La última firma de Francisco de Zurbarán


El 20 de abril de 1950 la investigadora María Luisa Caturla anunciaba en una conferencia pronunciada en el Consejo de Investigaciones Científicas de Madrid la localización del testamento de Francisco de Zurbarán. Hasta ese momento no se sabía la fecha exacta de su muerte y se creía que había fallecido en 1662. El documento, depositado en el Archivo Histórico de Protocolos de Madrid es de excepcional importancia por ser depositario de la última voluntad del pintor, así como que es rico en datos y en detalles. Realizó el testamento en el lecho de muerte, el 26 de agosto de 1664 (cuando residía en Madrid) invocando al Santísimo Sacramento y a la Inmaculada Concepción para decir a continuación que «sepase como yo Francisco de Zurbarán, natural de Fuente de Cantos, en Extremadura, residente en ésta de Madrid…». A finales de agosto su viuda, Leonor de Tordera, acudió a un notario para confeccionar un inventario sobre los enseres del pintor.
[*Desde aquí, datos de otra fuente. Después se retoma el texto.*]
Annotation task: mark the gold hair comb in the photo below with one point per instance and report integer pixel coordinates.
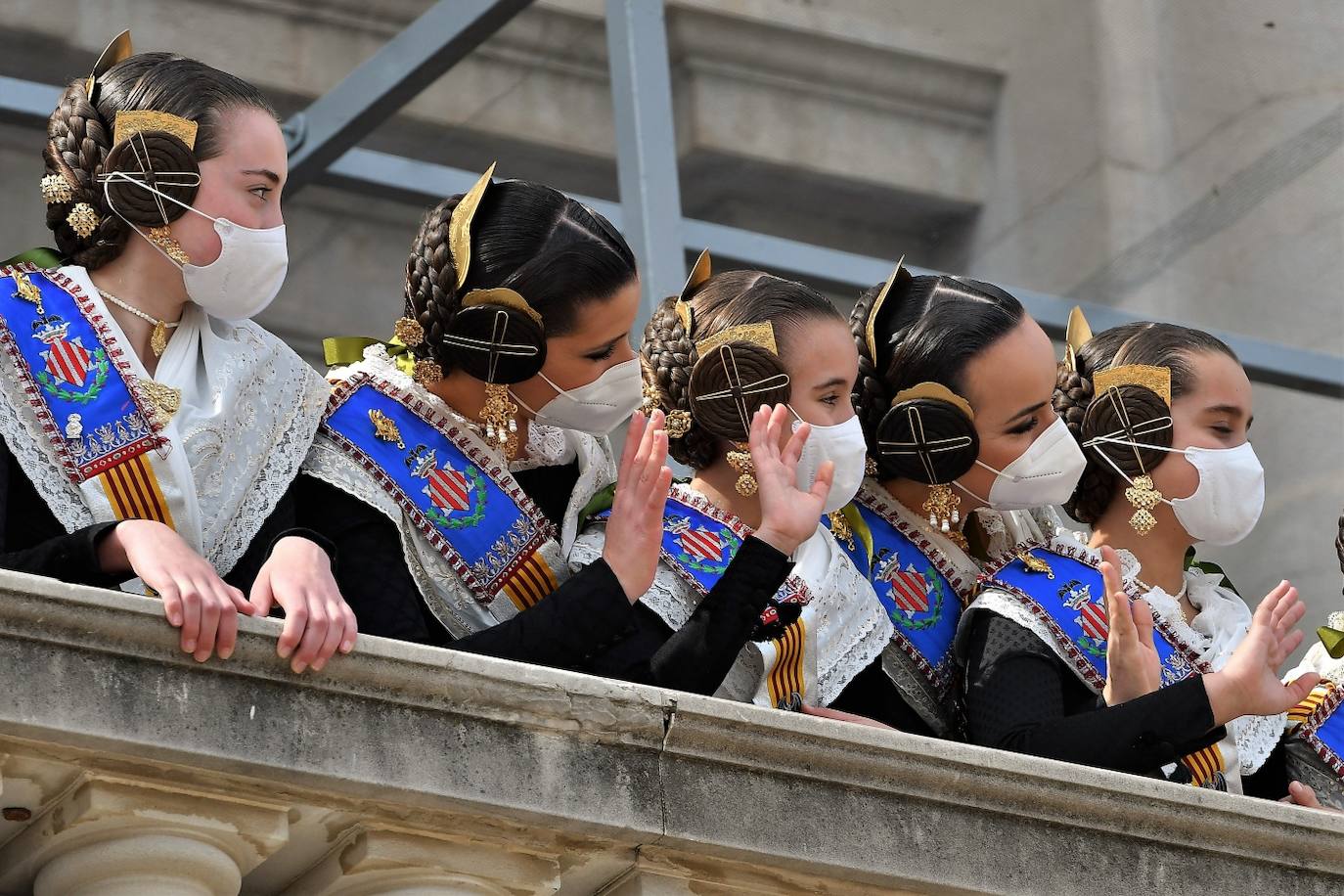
(128, 124)
(1156, 379)
(502, 295)
(870, 335)
(460, 225)
(759, 335)
(1077, 335)
(935, 391)
(115, 51)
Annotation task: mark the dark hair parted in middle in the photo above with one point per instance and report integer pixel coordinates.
(556, 251)
(1145, 342)
(926, 331)
(732, 298)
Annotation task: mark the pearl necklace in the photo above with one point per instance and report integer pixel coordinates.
(158, 338)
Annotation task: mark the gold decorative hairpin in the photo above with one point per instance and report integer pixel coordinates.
(115, 51)
(759, 335)
(1156, 379)
(460, 225)
(1077, 335)
(128, 124)
(700, 272)
(870, 327)
(502, 295)
(935, 391)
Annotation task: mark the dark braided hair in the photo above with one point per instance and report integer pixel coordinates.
(79, 136)
(726, 299)
(553, 250)
(1167, 345)
(927, 330)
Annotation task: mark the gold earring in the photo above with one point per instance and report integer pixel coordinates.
(83, 220)
(500, 420)
(942, 506)
(409, 331)
(678, 424)
(1142, 496)
(162, 238)
(739, 460)
(426, 373)
(56, 188)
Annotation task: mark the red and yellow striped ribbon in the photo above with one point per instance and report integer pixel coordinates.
(133, 492)
(785, 677)
(1203, 765)
(530, 582)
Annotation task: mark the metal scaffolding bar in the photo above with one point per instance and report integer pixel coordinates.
(646, 146)
(419, 182)
(387, 81)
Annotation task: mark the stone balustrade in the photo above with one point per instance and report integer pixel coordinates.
(125, 767)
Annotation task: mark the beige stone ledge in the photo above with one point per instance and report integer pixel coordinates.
(408, 769)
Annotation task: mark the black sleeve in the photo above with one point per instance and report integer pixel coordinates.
(1021, 697)
(573, 623)
(567, 629)
(281, 522)
(1271, 781)
(373, 579)
(874, 694)
(700, 653)
(31, 539)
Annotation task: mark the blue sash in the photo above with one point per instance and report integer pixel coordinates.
(460, 500)
(1069, 596)
(1324, 730)
(75, 379)
(699, 546)
(917, 591)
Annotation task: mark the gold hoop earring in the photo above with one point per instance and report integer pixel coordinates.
(500, 420)
(162, 238)
(1142, 496)
(739, 458)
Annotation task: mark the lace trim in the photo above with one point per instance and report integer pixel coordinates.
(248, 460)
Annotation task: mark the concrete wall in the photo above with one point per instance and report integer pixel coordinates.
(1183, 160)
(126, 767)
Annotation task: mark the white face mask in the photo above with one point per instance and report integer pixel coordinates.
(844, 446)
(1229, 499)
(596, 407)
(246, 276)
(1046, 473)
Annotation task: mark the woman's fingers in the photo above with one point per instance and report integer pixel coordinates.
(1143, 622)
(633, 437)
(1265, 611)
(190, 617)
(1117, 606)
(826, 477)
(210, 611)
(335, 632)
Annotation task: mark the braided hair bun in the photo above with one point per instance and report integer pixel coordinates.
(723, 387)
(1129, 407)
(79, 146)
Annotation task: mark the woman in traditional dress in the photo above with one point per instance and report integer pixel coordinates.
(1060, 664)
(953, 392)
(151, 431)
(714, 355)
(460, 470)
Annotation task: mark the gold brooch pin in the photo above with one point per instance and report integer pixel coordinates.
(384, 427)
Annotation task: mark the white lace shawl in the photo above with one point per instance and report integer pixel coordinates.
(1218, 628)
(445, 594)
(248, 411)
(851, 630)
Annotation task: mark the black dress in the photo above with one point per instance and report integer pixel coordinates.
(585, 625)
(1021, 696)
(32, 540)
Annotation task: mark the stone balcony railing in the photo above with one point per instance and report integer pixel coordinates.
(129, 769)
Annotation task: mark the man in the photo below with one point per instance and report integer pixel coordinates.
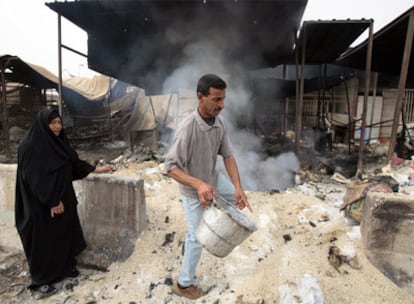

Allí declaró que había fallecido el miércoles 27 de agosto de 1664. Zurbarán había nacido en Fuente de Cantos en 1598. Diez años antes, sus padres, Luis de Zurbarán e Isabel Márquez se habían casado en Monesterio, partida que hallé en el Archivo Parroquial de Monesterio en agosto de 2000. Llama la atención como la firma que plasmó Zurbarán en su testamento muestra la decadencia causada por la enfermedad, nada que ver cuando gozaba de salud, como muestra esta otra que data de 1634. Zurbarán dispuso en su testamento que su cadáver fuese inhumado en la Iglesia de los Recoletos Agustinos Descalzos de Madrid, edificio en cuyo solar se levantó en el siglo XIX la Biblioteca Nacional.